Well, to be honest, I actually have no plans. All I can say is that my dream is to become the world champion, just like Mr Tasaki Shinya-san, the President of our Japanese Sommelier Association.
How do you think you can contribute to promoting food & beverage from your country, worldwide?
There are many Japanese restaurants in the world, so we can promote food & drink culture with things like Japanese sake, for instance. But it could also be interesting to present some Japanese wine! We have beautiful Japanese indigenous grape varieties such as Koshu and Muscat Bailey A, and also we are now making great wine from international grape varieties like Merlot from Nagano and Pinot Noir from Hokkaido!
You are qualified to ASI World Best Sommelier Competition in Belgium. What are your expectations?
As a Japanese Sommelier, I really like to represent Japanese hospitality.
Of course, my expectation is to go to the final and win!! I will keep studying and focusing, and do my best.
How is the sommelier profession in your country?

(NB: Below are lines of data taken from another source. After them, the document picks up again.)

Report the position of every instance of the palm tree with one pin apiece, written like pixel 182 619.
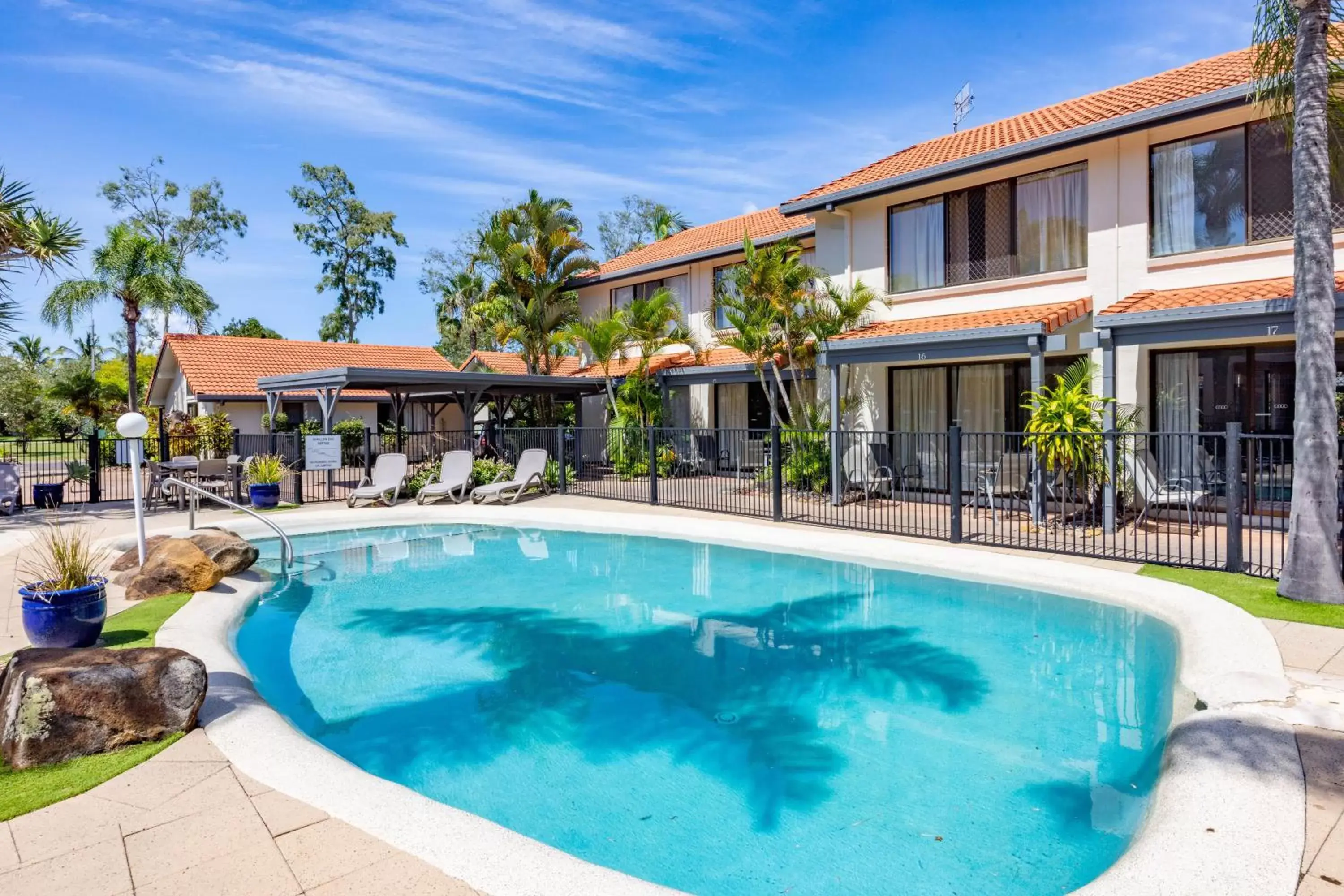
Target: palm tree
pixel 31 351
pixel 1295 72
pixel 603 338
pixel 29 236
pixel 666 222
pixel 135 271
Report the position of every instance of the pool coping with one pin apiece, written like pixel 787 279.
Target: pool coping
pixel 1228 816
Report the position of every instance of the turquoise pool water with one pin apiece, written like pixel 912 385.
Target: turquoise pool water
pixel 728 722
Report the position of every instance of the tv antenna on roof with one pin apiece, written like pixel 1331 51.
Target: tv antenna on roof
pixel 961 105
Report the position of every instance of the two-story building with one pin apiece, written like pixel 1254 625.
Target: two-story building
pixel 1148 224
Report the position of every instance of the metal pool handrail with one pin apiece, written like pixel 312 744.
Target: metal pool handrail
pixel 287 550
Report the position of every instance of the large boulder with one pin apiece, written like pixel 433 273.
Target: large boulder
pixel 174 566
pixel 61 704
pixel 131 559
pixel 226 550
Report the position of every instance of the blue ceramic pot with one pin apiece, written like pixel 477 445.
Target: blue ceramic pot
pixel 70 618
pixel 264 496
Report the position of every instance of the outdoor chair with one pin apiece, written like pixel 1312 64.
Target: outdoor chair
pixel 213 476
pixel 531 470
pixel 863 472
pixel 455 478
pixel 1155 493
pixel 388 480
pixel 11 491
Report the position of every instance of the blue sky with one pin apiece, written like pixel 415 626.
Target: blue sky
pixel 440 109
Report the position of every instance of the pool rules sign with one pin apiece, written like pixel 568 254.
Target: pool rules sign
pixel 322 453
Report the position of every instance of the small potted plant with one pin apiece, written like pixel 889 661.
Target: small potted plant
pixel 265 473
pixel 65 601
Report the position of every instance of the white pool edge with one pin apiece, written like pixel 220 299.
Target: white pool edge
pixel 1228 816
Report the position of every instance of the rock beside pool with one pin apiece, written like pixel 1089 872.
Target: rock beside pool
pixel 131 559
pixel 61 704
pixel 174 566
pixel 225 548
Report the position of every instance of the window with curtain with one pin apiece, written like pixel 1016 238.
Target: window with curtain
pixel 1053 221
pixel 724 284
pixel 917 252
pixel 1199 193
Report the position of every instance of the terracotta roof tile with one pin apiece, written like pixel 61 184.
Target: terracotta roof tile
pixel 1051 316
pixel 1151 300
pixel 1189 81
pixel 232 365
pixel 515 363
pixel 719 234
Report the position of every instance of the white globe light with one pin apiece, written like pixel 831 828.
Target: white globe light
pixel 132 426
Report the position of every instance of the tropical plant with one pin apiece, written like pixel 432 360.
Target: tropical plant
pixel 214 435
pixel 31 351
pixel 350 240
pixel 249 327
pixel 202 233
pixel 1297 77
pixel 603 340
pixel 85 394
pixel 460 293
pixel 61 558
pixel 267 469
pixel 30 237
pixel 139 273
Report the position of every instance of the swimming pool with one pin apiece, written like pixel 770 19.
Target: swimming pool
pixel 725 720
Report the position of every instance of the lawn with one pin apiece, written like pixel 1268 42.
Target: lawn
pixel 23 792
pixel 1252 594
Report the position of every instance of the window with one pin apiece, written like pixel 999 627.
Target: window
pixel 623 296
pixel 724 285
pixel 1006 229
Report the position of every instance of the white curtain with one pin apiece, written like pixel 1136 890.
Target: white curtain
pixel 1178 393
pixel 918 258
pixel 1053 221
pixel 1174 198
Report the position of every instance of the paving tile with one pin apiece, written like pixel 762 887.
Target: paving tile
pixel 151 785
pixel 174 847
pixel 220 793
pixel 284 813
pixel 93 871
pixel 402 875
pixel 9 852
pixel 194 747
pixel 257 870
pixel 1308 646
pixel 330 849
pixel 66 827
pixel 252 786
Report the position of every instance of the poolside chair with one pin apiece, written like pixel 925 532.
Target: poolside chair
pixel 455 478
pixel 11 492
pixel 389 478
pixel 531 470
pixel 1154 493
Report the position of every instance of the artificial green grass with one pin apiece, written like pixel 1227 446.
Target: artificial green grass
pixel 1252 594
pixel 31 789
pixel 23 792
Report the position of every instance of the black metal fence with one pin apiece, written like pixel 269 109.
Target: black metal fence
pixel 1207 500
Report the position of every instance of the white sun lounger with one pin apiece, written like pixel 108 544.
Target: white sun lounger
pixel 388 480
pixel 531 470
pixel 455 478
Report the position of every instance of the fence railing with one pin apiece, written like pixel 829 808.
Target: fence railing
pixel 1207 500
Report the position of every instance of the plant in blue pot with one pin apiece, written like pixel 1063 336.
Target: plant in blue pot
pixel 65 601
pixel 265 473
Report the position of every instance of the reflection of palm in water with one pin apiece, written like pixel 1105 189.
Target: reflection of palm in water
pixel 611 692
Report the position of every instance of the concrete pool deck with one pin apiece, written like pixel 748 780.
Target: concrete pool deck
pixel 1322 753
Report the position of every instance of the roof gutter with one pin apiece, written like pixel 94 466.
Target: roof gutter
pixel 1203 104
pixel 717 252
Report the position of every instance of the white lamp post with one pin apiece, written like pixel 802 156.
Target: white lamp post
pixel 134 426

The sommelier profession is actually very well known, thanks to Mr Tasaki Shinya-san. But in general, the hospitality industry, including sommelier or culinary work, does not have a good image in Japan as young people think it is very tough job (well, every job is kind a tough, though…), with long hours, low wages and so on. So I really want to change this image through my career as a sommelier. It is therefore very important for me to participate in ASI competitions and win!